Sie haben einmal erwähnt, dass Sie froh sind, kein Kinderarzt zu sein.

Ich bewundere Kinderärzte, vor allem, wenn sie sehr schwer verlaufende Fälle zu behandeln haben. Wenn ich einen Erwachsenen berate, ist mein Vis-à-Vis auch immer zugleich der, den ich behandle. Die Entscheidungen, die er trifft, trifft er für sich selbst. Bei Kindern sitzen Sie den Eltern gegenüber, die legen fest, was ihrer Ansicht nach am besten ist – die Folgen dieser Entscheidungen treffen aber nicht sie selbst, sondern das Kind. Das muss man als Arzt akzeptieren können, und ich weiß nicht, ob ich das immer so gut könnte.

Wie hoch ist der Prozentsatz der Zeit, die Sie mit den Patienten verbringen?

30 bis 40 Prozent. Früher waren es noch weit mehr. Nach all den vielen Patienten, denen ich begegnet bin, und allen Reaktionen, die ich miterlebt habe, könnte man meinen, ich hätte alles schon gesehen. Aber das stimmt nicht. Das ist einfach nicht der Fall. Die Menschen verblüffen mich immer wieder.

Nennen Sie mir ein Beispiel?

Ein Mann, dessen Frau gestorben ist: Er ist ins Badezimmer des Spitals gegangen, wo auf einem Regal die Kosmetikartikel aufgereiht standen. Und er hat sie mit einer Handbewegung in den Papierkorb gefegt. Das hätte ich nie erwartet. Dieses Bild hat sich mir eingeprägt.

Angeblich werden optimistische Naturen eher wieder gesund. Beeinflusst die Lebenseinstellung den Heilungsprozess?

Papperlapapp! Sanguiniker, Hysteriker, Melancholiker, Phlegmatiker? Das ist alles egal.

Noch ein lieb gewonnenes Vorurteil, mit dem Sie gerne aufräumen wollen?

Dass Menschen klug sind.

Etwas anderes, bitte.

Dass es ein tradiertes Wissen gibt, das nicht hinterfragt werden darf.
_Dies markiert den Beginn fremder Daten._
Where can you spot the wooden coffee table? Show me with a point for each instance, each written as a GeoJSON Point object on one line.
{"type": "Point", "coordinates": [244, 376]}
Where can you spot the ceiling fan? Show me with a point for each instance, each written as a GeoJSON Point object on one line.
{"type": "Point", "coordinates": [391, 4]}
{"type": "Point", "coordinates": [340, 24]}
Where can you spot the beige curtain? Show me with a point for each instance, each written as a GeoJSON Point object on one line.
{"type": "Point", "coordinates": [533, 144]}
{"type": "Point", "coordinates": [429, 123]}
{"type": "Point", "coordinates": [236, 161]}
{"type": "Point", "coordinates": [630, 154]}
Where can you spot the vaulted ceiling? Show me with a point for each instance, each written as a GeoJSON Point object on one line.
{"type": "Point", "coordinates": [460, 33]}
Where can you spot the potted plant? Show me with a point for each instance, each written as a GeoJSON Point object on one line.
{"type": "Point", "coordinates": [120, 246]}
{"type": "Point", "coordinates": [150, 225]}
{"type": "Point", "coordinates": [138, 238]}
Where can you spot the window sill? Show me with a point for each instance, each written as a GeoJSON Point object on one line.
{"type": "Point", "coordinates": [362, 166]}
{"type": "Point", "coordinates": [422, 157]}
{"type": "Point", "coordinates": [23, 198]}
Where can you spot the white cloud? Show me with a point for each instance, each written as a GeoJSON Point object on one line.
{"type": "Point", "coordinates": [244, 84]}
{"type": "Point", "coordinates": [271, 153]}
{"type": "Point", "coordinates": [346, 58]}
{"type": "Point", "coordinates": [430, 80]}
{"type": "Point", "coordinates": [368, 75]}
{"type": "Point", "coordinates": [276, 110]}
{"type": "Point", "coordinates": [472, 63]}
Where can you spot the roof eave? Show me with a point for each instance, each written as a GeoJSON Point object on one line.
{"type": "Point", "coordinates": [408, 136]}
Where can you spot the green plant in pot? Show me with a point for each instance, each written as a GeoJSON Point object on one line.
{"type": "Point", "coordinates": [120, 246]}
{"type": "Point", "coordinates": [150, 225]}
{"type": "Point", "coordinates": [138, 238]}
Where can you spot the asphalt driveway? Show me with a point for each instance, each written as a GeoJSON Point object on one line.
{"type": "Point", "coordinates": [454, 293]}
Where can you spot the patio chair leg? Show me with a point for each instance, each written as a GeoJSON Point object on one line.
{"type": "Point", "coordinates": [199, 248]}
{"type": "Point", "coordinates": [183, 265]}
Alles muss überprüft werden. Und dann wieder überprüft. Wir Menschen neigen dazu, das, womit wir aufwachsen, einfach zu übernehmen. Der kluge Homer hat von Göttern geschrieben, die sich irren, die zornig sind, eifersüchtig und auch verschlagen, und die Vorsokratiker, von denen wir wissen, dass sie über die wichtigsten Fragen debattiert haben, die in der Geschichte der Menschheit gestellt worden sind – diese Vorsokratiker haben an Homers Götter geglaubt. Nur Sokrates ging weiter – und musste den Schierlingsbecher trinken.

Im Moment gehen Gerüchte um, Sie hätten die Position als Vizerektor auch deshalb geräumt, weil Sie für finanzielle Schwierigkeiten der Medizinischen Universität mitverantwortlich sind.

Das ist eine gemeine Unterstellung, die weder eine Basis hat, noch sich auf eine Handlung bezieht: Das ist nur ein übles Gerücht. Derjenige, der das behauptet hat, soll vor den Vorhang treten. Ich werde ihn wegen übler Nachrede klagen. Die Wahrheit ist, dass ich das neue Comprehensive Cancer Center leiten soll – und dass diese Aufgabe für einen Krebsspezialisten derart reizvoll ist, dass sie alle anderen Aufgaben in ihrer Attraktivität übertrumpft. Damit geht ein Lebenstraum von mir in Erfüllung!